Juramento de año nuevo | El Nuevo Siglo
Jueves, 13 de Enero de 2022

En el 2021 me la pasé escribiendo sandeces en esta columna, pero prometí cambiar para el 2022, después de Reyes. Desde ahora enviaré notas serias y constructivas a mi paciente y juiciosa coordinadora, Claudia, hija de Rafael Bermúdez (qepd), mi jefe de redacción y amigo en el Diario de la Capuchina el Siglo pasado y con quien, sin que se enterara nuestro Director, Álvaro Gómez, una que otra vez compartí -entrada la tarde- algunas copillas de brandy Domecq, que yo llevaba camuflado en mi morral de estudiante; menos podríamos permitir que se enterara el otro Álvaro (Montoya, el “Bionauta”) porque entonces el espirituoso cambiaría de galaxia en un santiamén.

En esos años dorados, llenos de linotipos, tintas y máquinas ruidosas, sacar un periódico a la calle era un milagro de la carpintería; hoy, con las facilidades que permite la tecnología digital, el milagro es no sacarlo a tiempo, impecable, virtual… pero el diario físico no puede desaparecer, porque entonces ¿cómo hace uno para llegar a un cafetín, pedir un humeante café término medio y sin tener el medio -periódico- físico a la mano, para rayarlo y descuartizarlo, y cómo haría mi hermano, don Horacio, para llenar el crucigrama? A punta de teclas, lo dudo.

Ahora sí empiezo, en serio. Dos puntos y aparte.

El año antepasado, en pleno pico y cédula, entré al banco del que soy tarjetahabiente y la niña que daba los turnos al entrar me preguntó, al rompe, si yo era adulto mayor y como detrás de mí venían dos lindas chicas, no dudé en decirle -con voz firme- que no lo era y me senté a esperar que llamaran mi número de atención normal; media hora más tarde, ya altico del suelo de esperar, porque no tenía todo el día para hacer nada -además, en tiempos de bárbaras naciones no dejaban utilizar el celular dentro de las instalaciones bancarias- y más aburrido que un celador sin radio, una vez cerciorándome de que no vinieran chicas en cola, me tocó regresar al punto de partida y confesarle a la niña, en voz baja, que tenía más de 60 y con una sonrisa cómplice me cambió el turno por uno de atención preferencial y a los 10 minutos ya estaba fuera, libre como el viento, aunque sin poder respirar, por ese maldito tapabocas que se inventaron (no hay felicidad completa). 

Es la marcha inexorable del tiempo, doctores (genérico que incluye a las doctoras). No saben las peripecias que tiene que hacer uno para disimular la cruda realidad.

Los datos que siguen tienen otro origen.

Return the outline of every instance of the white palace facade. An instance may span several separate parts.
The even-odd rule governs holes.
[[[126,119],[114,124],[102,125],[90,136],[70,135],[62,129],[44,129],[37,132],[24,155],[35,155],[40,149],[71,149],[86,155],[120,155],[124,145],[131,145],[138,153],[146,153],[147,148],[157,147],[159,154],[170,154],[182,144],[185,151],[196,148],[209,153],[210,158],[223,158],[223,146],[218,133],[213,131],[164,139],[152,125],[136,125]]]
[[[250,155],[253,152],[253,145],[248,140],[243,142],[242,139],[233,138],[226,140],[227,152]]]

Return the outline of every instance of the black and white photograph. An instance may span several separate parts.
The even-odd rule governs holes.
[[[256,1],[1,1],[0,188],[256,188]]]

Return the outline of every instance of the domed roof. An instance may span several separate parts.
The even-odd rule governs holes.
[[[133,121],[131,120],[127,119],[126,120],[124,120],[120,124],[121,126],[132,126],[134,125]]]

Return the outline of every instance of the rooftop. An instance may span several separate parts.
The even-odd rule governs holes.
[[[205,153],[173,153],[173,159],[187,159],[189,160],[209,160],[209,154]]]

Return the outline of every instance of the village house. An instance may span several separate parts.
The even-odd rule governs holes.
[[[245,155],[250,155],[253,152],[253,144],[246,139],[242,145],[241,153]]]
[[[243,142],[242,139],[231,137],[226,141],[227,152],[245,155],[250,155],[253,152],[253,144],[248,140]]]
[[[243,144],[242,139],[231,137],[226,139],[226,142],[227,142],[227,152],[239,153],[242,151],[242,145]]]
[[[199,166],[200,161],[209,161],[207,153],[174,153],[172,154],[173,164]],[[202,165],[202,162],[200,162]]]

Post-it. Cuando comencé a leer “El infinito en un junco” -historia de la escritura, vida, obra y milagros de las letras y de las bibliotecas- de la española Irene Vallejo, me imaginé que se trataba de una curtida y octogenaria escritora, típico ratón de biblioteca; pero vaya tremenda sorpresa me acabo de llevar al conocerla en una entrevista por TV: joven y hermosa, esa chica -mi nuevo amor platónico- algún día será premio nobel de literatura y entonces, como me dijeron que era casada, yo me quedaré prendido de un enmarañado junco, mirando hacia el infinito, “contemplando, tembloroso, el misterio palpitante de las constelaciones”, como diría mi paisano, el poeta Fabio Vásquez Botero.